Why Can Grounding DINO Achieve Zero-Shot Object Detection?

Grounding DINO has recently gained popularity for integrating text-to-image alignment into a DETR-based object detection (OD) model. While it is neither the first model to introduce grounded object detection nor the first to propose a Transformer-based end-to-end OD approach, it achieves competitive performance by simply combining GLIP and DINO.

In this post, I’ll walk you through the design of Grounding DINO and explain why it excels at zero-shot object detection.

Model Structure

image1

The figure above, taken from the published paper, provides an overview of Grounding DINO, highlighting two key components. Let's start with the input: for a grounded OD model, there are two types of inputs—an image and a text prompt.

Grounding DINO supports text prompts in two formats: a full sentence or a set of keywords. Based on my experience, it performs better when using keywords. As stated in the paper, when Grounding DINO detects that the input is a full sentence, it processes the text through a filtering block to extract keywords. However, this means some important information might be lost.

For example, if we provide an image and the text prompt "cat, person, mouse", the first step is feature extraction using pretrained backbones. The text backbone is BERT, while the image backbone is Swin Transformer. The raw feature dimensions are as follows:

  • Text feature: (sequence length, d)
  • Image feature: (H, W, d)

Feature Enhancer

Next, these raw features are fed into the feature enhancer, which consists of multiple Feature Enhancer Layers (shown in the bottom right of the figure). Within each layer, there is:

  • Deformable self-attention – a more computationally efficient version of standard self-attention.
  • Image-to-text cross-attention, which takes the tokenized image features as queries (Q) and outputs a feature of shape (H × W, d) (and vice versa for text-to-image).

Language-Guided Query Selection

The Language-Guided Query Selection module is illustrated in the figure below. Essentially, it selects the top-k image tokens that are most relevant to the text tokens, refining the alignment between text and image features.

image2

Cross-Modality Decoder

Each layer in the Cross-Modality Decoder, shown in the overview, is a stacked block consisting of:

  • Self-attention
  • Two cross-attention layers
  • A feed-forward network (FFN)

Each output token represents a bounding box along with a feature vector, which is then used to ground the detection to the text prompt.

Supervision

The loss function in Grounding DINO consists of two main components:

  1. Localization loss
  2. Alignment loss

Localization Loss

The localization loss is a weighted sum of:

  • L1 loss – Measures the absolute difference between the predicted and ground-truth box positions.
  • GIOU loss – Solve the 0 gradient problem of intersection-over-union (IoU) when the predicted and ground-truth boxes are not intersected.
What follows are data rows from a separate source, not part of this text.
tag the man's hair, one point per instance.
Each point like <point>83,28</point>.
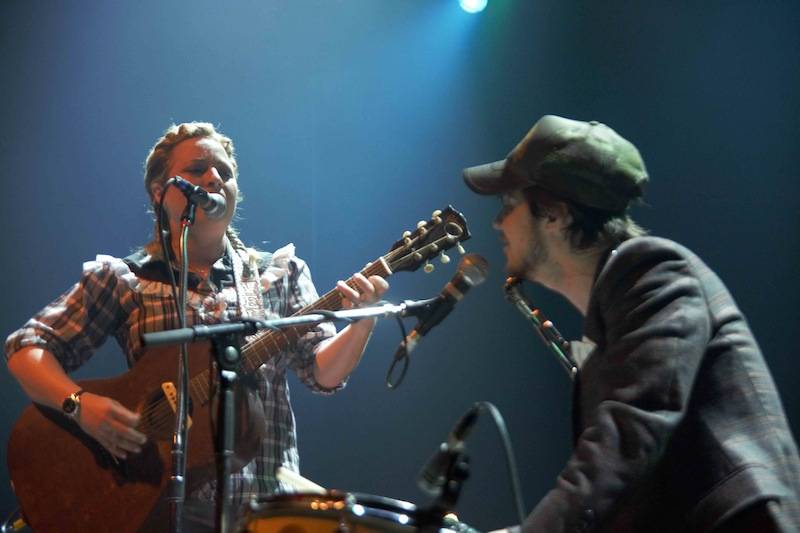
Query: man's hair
<point>590,227</point>
<point>158,161</point>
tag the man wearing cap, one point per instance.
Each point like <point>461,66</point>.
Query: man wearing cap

IOU loss can produce gradients for boxes because the intersection and union of bounding boxes are computed using (x, y, w, h), e.g., x - w/2.

Alignment Loss

The alignment loss is an InfoNCE (contrastive) loss, designed to associate bounding boxes with their corresponding text prompts. It works by:

  • Forming positive sample pairs between bounding boxes and their corresponding class tokens.
  • Forming negative sample pairs between bounding boxes and all other tokens.

This alignment loss serves as a classifier for grounding during the inference phase.